She said she would make certain the cooks did my hash browns right. And she did. The hash browns were excellent.

I'm sad to say that Jolene is only working temporarily.

Hungry people, pouring into the Mat-Su Valley Family Restaurant.

She stood there for awhile, waiting for someone to join here - and there he is, coming through the door.

It was blustery outside, but something made her smile.

I can't say for certain, but it looks to me like a grampa, carrying a little teddy-bear boy from the restaurant to the car.

After I finished my breakfast, I got into the car and tuned the radio to 90.3, KNBA public radio, the Alaska Native station. I tuned it there because I knew that Steve Heimel would be on the air with "Truckstop," his program of old-time country and folk music, with a bit of Gospel and Blues thrown in.
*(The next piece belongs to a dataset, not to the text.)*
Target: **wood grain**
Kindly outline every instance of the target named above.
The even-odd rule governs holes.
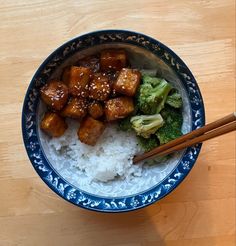
[[[0,0],[0,245],[235,245],[235,134],[205,143],[185,181],[125,214],[79,209],[37,176],[21,136],[24,95],[50,52],[81,33],[159,39],[195,75],[208,122],[235,111],[235,1]]]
This was a big mistake on my part, as I had many things I wanted to do back here in my office, but I was trapped. I could not point the car towards home as long as that great music was playing.

So I would waste time I could not afford to waste, burn gas I could not afford to burn, and pump greenhouse gases into the air that I should not have putting there.

I think it would be safe to say that Steve is a conscientious, environmentally conscious, green-oriented person. Yet, I can assure you, he causes many people besides me to inject the atmosphere with greenhouse gas.

I circled around and found myself stopped at a stop sign before I could cross Wasilla's famous Main Street, and drive past Wasilla's famous library.

Then, captivated by the music and unable to go home, I returned back to the Wasilla portion of the Parks Highway.

I had thought that I would go to KNBA's website and pull up a playlist of all the songs Heimel played today, and then I would note some of them, link to them, and then tell you where I was at the time and make some other commentary.

But, sadly, there was no playlist and a good many of those songs are obscure enough that I can not remember their titles.

Sure, I remember some of the obvious ones, like "The Battle of New Orleans" by Johnny Horton and "Tom Joad" by Woodie Guthrie, but some of the others just escape me.

It's okay, though. Truth is, its late and I am too tired to go find all those songs, make all those links and write all that narration.

Heimel is a very smart and knowledgeable guy and every now and then he drops in his own narration. Like just before playing a good gospel song that was all about Jesus being on the radio before there was radio, he recalled an experience that happened many decades ago when a man asked him, "are you saved?"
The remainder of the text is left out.